Video Diffusion Transformers (DiTs) have been synthesizing high-quality video with high fidelity from given text descriptions involving motion. However, understanding how Video DiTs convert motion words into video remains insufficient. Furthermore, while prior studies on interpretable saliency maps primarily target objects, motion-related behavior in Video DiTs remains largely unexplored. In this paper, we investigate concrete motion features that specify when and which object moves for a given motion concept. First, to spatially localize, we introduce GramCol, which adaptively produces per-frame saliency maps for any text concept, including both motion and non-motion. Second, we propose a motion-feature selection algorithm to obtain an Interpretable Motion-Attentive Map (IMAP) that localizes motion spatially and temporally. Our method discovers concept saliency maps without the need for any gradient calculation or parameter update. Experimentally, our method shows outstanding localization capability on the motion localization task and zero-shot video semantic segmentation, providing interpretable and clearer saliency maps for both motion and non-motion concepts.

Figures (30)

• Figure 1: Interpretable Motion-Attentive Maps (IMAP). IMAP is an interpretable map that spatially and temporally localizes any motion concept (e.g., lightning strike). Without additional training, IMAP is obtained from the features of video diffusion transformers at motion-specific attention heads.

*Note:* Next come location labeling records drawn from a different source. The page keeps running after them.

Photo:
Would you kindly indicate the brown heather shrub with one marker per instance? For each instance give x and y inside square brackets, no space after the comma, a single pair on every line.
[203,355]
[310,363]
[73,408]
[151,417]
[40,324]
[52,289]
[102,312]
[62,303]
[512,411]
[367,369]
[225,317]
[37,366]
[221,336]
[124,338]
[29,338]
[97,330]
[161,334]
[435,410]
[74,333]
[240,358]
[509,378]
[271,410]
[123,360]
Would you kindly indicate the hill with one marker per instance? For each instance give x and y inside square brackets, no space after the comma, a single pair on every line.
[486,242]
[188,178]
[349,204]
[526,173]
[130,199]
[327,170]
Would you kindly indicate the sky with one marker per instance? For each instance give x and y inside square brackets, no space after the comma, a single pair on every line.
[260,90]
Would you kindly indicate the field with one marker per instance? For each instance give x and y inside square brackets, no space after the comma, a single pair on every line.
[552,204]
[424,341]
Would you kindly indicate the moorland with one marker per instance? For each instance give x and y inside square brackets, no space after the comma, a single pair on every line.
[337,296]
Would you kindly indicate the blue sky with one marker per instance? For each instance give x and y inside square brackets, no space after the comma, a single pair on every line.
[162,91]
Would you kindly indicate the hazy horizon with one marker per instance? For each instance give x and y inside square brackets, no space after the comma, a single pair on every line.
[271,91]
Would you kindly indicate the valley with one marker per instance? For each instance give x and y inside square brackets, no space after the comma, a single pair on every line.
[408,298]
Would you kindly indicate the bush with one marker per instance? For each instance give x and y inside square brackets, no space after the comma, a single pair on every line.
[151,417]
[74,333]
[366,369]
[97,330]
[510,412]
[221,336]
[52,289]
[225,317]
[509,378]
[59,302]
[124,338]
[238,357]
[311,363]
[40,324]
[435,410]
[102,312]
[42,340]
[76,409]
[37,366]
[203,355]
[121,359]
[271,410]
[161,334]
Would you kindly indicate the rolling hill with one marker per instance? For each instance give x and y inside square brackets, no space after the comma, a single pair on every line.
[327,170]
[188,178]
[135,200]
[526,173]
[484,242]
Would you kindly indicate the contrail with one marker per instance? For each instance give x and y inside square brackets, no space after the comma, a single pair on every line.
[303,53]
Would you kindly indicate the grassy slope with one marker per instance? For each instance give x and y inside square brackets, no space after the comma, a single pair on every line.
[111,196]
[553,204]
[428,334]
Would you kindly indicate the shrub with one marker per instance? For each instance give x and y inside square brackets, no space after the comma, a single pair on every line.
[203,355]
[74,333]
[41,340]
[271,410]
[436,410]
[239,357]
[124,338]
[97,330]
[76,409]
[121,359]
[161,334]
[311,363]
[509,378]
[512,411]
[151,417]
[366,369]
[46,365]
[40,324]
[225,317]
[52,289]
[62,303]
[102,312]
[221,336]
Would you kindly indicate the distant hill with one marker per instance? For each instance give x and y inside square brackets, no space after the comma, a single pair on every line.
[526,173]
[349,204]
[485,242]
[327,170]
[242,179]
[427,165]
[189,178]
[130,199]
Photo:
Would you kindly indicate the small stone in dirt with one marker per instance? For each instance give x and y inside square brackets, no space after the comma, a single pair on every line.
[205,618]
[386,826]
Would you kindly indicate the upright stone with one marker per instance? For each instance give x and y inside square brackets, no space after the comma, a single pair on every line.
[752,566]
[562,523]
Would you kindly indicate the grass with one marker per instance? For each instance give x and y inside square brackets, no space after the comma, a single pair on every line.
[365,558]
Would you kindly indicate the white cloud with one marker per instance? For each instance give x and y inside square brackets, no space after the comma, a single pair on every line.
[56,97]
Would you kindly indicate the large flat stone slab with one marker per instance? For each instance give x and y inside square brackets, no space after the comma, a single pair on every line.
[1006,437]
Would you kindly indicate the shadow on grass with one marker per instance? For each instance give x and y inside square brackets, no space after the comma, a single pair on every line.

• Figure 2: Spatiotemporal localization pipeline. This pipeline obtains a video saliency map for any concept using Video DiTs. Given a concept, we first obtain a text-surrogate token via Query–Key Matching, and then compute the GramCol to derive its spatial saliency map. For motion concepts, we additionally identify motion heads before computing GramCol , thereby improving temporal localization.
• Figure 3: Layer-wise average of $\lambda_2$ and the corresponding feature maps. As the average $\lambda_2$ increases, the extracted features become sharper and more interpretable.
• Figure 4: QK-Matching visualizations per text token. While QK-Matching yields somewhat unclear spatial localization, its peak (red dot) still accurately pinpoints the target concept.
• Figure 5: Visualization of Motion Localization Score (MLS) versus the separation score (Calinski-Harabasz index, CHI). MLS measured from GramCol extracted across attention heads in layers $\mathcal{L}$ of CogVideoX-2B. Heads with higher CHI scores tend to exhibit higher MLS, with a Pearson correlation coefficient of 0.60.